The firm announced that it is offering Series A, Series F, and Series P units for the CI Munro Global Growth Equity Fund. Managed by Melbourne, Australia-based independent investment manager Munro Partners, the fund includes a portfolio of 20 to 40 global companies expected to benefit from sustainable trends in global growth.
“Like every generation before us, we are experiencing large structural changes in the way we live ‒ whether it be in digital transformation, health care innovation or climate change,” said Munro’s Chief Investment Officer Nick Griffin. “At Munro, we seek to identify these changes and the key corporate beneficiaries in a concentrated portfolio to achieve superior investment returns for our clients.”
Until recently, the fund had been available only to institutional investors since its January 2019 inception. Over that time, it has achieved an average annual return of 30.6% as at July 31, handily beating the 12.6% return of its benchmark MSCI ACWI index.
“Munro has an impressive track record of recognizing and capitalizing on key areas of growth in the global economy for the benefit of investors,” said CI Executive Vice-President and Head of Distribution Roy Ratnavel. “This fund is a strong solution for longer-term investors seeking exposure to a global, growth-oriented equity portfolio.”

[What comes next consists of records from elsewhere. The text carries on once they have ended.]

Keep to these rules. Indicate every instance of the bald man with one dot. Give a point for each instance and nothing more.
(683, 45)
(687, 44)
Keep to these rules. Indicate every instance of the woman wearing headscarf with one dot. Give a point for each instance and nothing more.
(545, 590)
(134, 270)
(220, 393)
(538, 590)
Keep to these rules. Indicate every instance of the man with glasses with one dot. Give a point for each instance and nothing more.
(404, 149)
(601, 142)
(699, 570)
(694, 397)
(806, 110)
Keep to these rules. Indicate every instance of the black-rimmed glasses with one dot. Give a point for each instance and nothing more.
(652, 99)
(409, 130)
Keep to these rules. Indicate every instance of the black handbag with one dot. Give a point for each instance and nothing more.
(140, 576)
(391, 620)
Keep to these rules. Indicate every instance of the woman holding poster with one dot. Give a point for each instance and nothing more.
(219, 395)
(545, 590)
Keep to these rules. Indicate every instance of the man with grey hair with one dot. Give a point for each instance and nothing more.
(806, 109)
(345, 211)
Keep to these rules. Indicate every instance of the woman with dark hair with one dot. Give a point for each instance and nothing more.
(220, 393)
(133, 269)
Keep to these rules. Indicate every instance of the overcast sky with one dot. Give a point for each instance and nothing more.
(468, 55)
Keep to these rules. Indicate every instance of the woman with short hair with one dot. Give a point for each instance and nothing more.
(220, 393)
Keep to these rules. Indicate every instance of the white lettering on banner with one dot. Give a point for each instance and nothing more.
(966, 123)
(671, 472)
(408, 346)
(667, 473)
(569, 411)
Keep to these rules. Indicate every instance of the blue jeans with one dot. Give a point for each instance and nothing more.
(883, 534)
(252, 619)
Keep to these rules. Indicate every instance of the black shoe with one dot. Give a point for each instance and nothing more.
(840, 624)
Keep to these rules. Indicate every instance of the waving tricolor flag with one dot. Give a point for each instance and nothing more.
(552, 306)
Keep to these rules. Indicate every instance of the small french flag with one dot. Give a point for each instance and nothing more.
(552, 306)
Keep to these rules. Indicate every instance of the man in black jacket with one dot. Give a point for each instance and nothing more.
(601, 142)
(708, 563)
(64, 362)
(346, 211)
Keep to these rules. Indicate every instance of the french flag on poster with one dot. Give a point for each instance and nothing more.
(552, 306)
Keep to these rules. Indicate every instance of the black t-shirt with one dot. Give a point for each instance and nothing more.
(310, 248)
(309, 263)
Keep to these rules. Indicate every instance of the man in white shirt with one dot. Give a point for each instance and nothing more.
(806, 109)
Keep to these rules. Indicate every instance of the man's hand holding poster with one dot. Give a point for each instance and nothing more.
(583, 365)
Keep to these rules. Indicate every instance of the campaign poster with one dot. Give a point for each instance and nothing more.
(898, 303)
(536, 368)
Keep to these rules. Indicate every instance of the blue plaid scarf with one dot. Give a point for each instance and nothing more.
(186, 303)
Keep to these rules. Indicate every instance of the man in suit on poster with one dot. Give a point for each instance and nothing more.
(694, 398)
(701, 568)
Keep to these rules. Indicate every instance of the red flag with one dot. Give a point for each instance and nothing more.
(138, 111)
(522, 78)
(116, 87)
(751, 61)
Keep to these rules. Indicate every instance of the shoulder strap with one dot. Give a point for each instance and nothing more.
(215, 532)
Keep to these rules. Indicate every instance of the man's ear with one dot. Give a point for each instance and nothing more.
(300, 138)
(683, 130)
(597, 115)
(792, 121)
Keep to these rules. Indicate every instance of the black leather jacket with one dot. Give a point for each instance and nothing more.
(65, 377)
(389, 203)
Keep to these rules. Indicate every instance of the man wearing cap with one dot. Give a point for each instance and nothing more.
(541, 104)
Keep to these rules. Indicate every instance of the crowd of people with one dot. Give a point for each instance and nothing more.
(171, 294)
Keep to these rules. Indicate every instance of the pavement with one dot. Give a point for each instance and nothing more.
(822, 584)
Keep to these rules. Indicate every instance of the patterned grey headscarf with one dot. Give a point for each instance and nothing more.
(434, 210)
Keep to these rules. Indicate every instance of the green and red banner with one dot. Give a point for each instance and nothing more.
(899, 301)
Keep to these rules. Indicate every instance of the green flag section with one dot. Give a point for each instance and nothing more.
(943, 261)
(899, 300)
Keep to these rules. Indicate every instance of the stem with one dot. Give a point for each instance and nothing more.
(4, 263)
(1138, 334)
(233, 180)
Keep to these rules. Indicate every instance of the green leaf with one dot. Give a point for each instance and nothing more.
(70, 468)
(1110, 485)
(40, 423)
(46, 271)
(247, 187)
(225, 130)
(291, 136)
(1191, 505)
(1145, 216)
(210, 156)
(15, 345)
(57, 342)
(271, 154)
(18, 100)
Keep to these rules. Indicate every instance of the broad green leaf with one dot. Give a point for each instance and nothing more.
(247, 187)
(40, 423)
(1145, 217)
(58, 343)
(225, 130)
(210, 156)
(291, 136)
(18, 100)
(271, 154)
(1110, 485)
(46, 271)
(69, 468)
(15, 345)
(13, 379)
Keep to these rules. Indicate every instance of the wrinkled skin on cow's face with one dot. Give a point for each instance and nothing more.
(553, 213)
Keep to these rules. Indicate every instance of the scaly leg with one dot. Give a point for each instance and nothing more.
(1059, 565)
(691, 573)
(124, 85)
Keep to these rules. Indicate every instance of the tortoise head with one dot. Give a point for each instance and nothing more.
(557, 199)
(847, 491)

CI has also announced a reduction to the minimum investment level for its family of CI Private Pools from $100,000 to $25,000 per pool.
With that reduction, a wider base of investors can now access the 21 mandates that span a broad range of asset classes, geographic regions, and investment styles. Each highly focused, the private pools can be mixed and matched to construct tailored portfolios for investors.
Earlier this year, the firm expanded its line-up of private pools with the addition of three global alternative-asset mandates, including one focused on infrastructure, one on REITs, and one on global real assets.